Brandi par ses promoteurs comme un des bases essentielles de l’Europe sociale, ce projet se heurte en effet à de fortes résistances, au nom de la compétitivité, de la souveraineté ou du risque de nivellement par le bas.

Mais, face à la poussée eurosceptique, la Commission européenne est passée à l’offensive pour tenter de démontrer que l’Union européenne (UE) ne se résume pas à un marché commun, mais a aussi un visage social.

La première pierre a été posée le 17 novembre 2017 à Göteborg, en Suède, où les 28 ont signé un « Socle européen des droits sociaux ».
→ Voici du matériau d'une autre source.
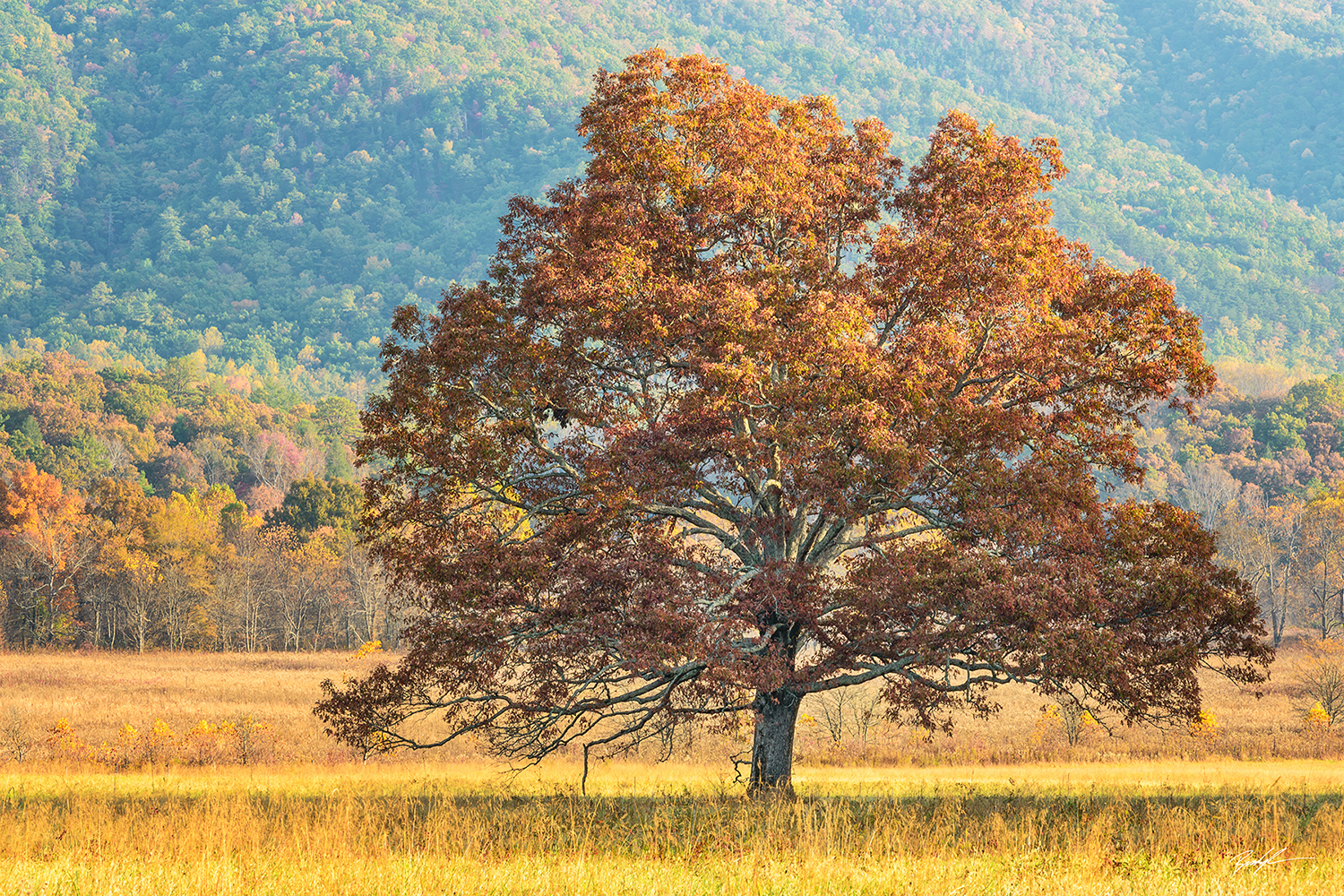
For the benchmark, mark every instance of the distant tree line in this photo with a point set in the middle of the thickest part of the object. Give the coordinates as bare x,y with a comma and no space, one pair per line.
168,509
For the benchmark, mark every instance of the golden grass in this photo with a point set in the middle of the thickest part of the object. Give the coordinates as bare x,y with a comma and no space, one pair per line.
1212,828
101,692
1140,813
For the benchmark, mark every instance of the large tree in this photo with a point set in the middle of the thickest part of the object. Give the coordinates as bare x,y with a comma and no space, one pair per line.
745,414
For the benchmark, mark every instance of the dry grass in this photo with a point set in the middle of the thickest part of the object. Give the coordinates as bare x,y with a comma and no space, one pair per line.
1088,828
101,692
312,821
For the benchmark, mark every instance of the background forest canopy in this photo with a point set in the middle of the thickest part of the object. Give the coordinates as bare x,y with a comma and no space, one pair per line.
209,210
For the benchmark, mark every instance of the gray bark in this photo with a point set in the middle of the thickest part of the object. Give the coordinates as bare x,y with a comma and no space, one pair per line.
771,745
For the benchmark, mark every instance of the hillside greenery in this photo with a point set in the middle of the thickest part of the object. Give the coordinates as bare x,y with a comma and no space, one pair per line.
265,182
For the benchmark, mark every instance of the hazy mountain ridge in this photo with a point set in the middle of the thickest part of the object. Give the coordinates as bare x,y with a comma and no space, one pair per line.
295,171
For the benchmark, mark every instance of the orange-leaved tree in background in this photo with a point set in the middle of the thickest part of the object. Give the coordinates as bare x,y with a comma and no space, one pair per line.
46,547
715,438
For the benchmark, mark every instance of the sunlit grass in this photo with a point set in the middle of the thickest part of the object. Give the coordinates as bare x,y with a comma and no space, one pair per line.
1182,828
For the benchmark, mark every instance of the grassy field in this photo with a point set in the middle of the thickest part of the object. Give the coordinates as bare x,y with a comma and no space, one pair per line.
1242,807
1174,828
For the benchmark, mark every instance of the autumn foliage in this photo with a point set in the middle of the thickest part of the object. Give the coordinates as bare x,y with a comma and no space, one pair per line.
715,437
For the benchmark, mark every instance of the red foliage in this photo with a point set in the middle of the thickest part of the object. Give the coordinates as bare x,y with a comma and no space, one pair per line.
714,437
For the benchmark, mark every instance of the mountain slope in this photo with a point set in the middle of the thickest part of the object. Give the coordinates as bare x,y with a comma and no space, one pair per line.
266,180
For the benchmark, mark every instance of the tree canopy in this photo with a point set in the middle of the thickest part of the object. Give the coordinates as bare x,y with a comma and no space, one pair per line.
715,437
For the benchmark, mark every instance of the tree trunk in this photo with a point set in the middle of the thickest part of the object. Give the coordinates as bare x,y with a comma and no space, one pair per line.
771,743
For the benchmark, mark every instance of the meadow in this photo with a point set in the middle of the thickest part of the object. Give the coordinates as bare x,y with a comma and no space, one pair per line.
1137,813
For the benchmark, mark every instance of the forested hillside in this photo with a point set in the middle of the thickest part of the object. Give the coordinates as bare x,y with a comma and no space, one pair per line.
209,211
258,179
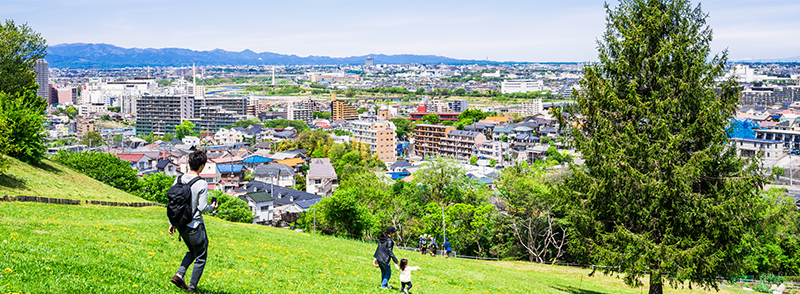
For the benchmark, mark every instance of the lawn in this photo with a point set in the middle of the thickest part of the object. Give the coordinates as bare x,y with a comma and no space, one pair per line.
51,179
48,248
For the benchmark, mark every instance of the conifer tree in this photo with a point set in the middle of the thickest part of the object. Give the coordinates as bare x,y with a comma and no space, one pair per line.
662,192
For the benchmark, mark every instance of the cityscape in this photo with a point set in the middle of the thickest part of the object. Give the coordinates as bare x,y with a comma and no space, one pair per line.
653,161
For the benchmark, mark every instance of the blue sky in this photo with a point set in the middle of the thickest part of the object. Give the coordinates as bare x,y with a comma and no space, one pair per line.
501,30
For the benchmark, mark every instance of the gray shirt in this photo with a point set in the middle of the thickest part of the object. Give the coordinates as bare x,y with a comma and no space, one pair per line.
199,198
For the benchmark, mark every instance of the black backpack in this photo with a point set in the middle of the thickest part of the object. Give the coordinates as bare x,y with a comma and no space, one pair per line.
179,205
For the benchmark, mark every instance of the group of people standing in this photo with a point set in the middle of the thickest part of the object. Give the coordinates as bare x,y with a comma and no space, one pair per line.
385,254
427,243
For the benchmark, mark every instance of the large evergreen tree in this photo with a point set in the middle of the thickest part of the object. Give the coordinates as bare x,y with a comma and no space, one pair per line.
662,192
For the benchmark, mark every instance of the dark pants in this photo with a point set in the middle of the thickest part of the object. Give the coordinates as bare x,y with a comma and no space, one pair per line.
386,274
403,286
197,242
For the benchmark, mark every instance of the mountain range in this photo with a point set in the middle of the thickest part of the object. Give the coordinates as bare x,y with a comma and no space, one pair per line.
82,55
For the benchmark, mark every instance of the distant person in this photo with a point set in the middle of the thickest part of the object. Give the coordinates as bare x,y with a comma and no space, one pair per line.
423,244
383,254
405,275
189,219
447,248
433,247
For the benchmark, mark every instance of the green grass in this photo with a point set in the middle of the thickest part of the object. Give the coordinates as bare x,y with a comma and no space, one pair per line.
49,248
51,179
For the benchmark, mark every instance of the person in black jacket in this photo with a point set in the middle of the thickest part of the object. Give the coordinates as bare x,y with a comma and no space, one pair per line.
383,254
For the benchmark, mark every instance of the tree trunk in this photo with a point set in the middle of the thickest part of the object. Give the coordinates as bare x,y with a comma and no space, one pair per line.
656,285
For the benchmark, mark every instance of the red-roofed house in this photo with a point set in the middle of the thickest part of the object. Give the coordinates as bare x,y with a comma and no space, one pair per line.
138,161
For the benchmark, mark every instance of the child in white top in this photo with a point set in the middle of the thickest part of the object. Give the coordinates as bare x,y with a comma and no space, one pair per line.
405,275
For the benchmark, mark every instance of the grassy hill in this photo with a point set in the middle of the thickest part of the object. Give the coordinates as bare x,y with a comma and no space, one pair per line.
51,179
48,248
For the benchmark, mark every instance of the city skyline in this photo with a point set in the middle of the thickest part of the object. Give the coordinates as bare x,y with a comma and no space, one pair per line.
500,31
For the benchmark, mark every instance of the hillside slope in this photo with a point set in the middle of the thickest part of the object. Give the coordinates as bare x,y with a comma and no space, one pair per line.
47,248
51,179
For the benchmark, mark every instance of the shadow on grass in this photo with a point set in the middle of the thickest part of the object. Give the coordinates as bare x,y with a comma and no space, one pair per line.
574,290
47,167
201,291
11,182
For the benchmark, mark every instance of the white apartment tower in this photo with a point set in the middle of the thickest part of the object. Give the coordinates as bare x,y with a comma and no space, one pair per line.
42,78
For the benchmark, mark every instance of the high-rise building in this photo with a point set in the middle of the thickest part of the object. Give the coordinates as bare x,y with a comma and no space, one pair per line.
236,104
458,105
379,136
341,110
427,138
160,114
42,78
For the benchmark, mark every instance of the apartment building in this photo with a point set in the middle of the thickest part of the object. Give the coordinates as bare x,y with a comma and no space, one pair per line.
521,86
235,104
461,145
322,178
42,78
160,114
214,118
341,110
379,136
769,149
427,138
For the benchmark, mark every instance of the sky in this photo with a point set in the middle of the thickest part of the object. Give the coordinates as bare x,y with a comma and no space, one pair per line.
500,30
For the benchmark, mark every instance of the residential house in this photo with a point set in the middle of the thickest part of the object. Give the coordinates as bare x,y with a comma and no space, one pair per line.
261,203
321,179
275,173
167,167
229,136
460,145
138,161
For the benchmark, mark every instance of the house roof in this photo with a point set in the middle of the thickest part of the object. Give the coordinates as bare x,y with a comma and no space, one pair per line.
273,169
292,161
463,133
230,168
257,159
136,157
162,163
260,196
321,170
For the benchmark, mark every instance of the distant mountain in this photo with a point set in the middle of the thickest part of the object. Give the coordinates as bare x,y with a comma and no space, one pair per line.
81,55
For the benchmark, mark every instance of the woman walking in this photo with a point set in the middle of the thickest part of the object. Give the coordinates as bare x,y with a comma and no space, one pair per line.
383,254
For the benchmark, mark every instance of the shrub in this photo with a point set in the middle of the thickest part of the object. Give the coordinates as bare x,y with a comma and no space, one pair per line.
230,208
104,167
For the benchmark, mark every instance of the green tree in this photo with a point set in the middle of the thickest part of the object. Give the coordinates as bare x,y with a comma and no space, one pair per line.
20,48
403,127
22,120
184,129
91,139
247,123
431,119
154,187
661,191
350,93
231,209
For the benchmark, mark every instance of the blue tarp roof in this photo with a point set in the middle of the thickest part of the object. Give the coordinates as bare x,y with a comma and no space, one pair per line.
226,168
257,159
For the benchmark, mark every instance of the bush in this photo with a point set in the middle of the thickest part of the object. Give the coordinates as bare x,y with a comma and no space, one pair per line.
761,287
230,208
154,187
104,167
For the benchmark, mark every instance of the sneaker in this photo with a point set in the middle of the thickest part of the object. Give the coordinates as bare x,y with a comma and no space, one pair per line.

Le texte énonce, parmi 20 principes fondant l’Europe sociale, que des « salaires minimums appropriés » doivent être garantis dans tous les pays européens. Ils doivent être fixés de manière à « satisfaire aux besoins du travailleur et de sa famille compte tenu des conditions économiques et sociales du pays, tout en sauvegardant l’accès à l’emploi et les incitations à chercher un emploi ».

Mais cette déclaration, non contraignante, n’a qu’une portée symbolique. Et il ne pourrait en être autrement, car « les traités européens stipulent bien que les salaires relèvent de la compétence nationale », rappelle Claire Dhéret, cheffe du département Emploi et Europe sociale à l’European Policy Centre (EPC), basé à Bruxelles.

Les disparités sont donc extrêmes avec des minima, selon l’Office Européen des Statistiques, qui s’échelonnaient en 2017 de 235 euros en Bulgarie à 1.999 euros au Luxembourg. Les chiffres d’Eurostat révèlent en outre une dichotomie entre l’Est et l’Ouest. D’un côté, dix pays de l’Est ont des salaires minimums inférieurs à 500 euros, de l’autre, sept pays de l’Ouest ont des salaires minimums qui dépassent 1.300 euros. Ceci est dû à l’écart de pouvoir d’achat entre les différents Etats-membre.

L’Europe ne souhaite donc pas proposer un salaire unique, mais il propose d’appliquer, selon les capacités de chacun, un pourcentage du salaire médian qui serait à définir. Mais parmi les arguments phare en faveur d’un salaire minimum européen figure bien sûr la lutte contre le dumping social. Un dossier suivi de très près par les partenaires sociaux.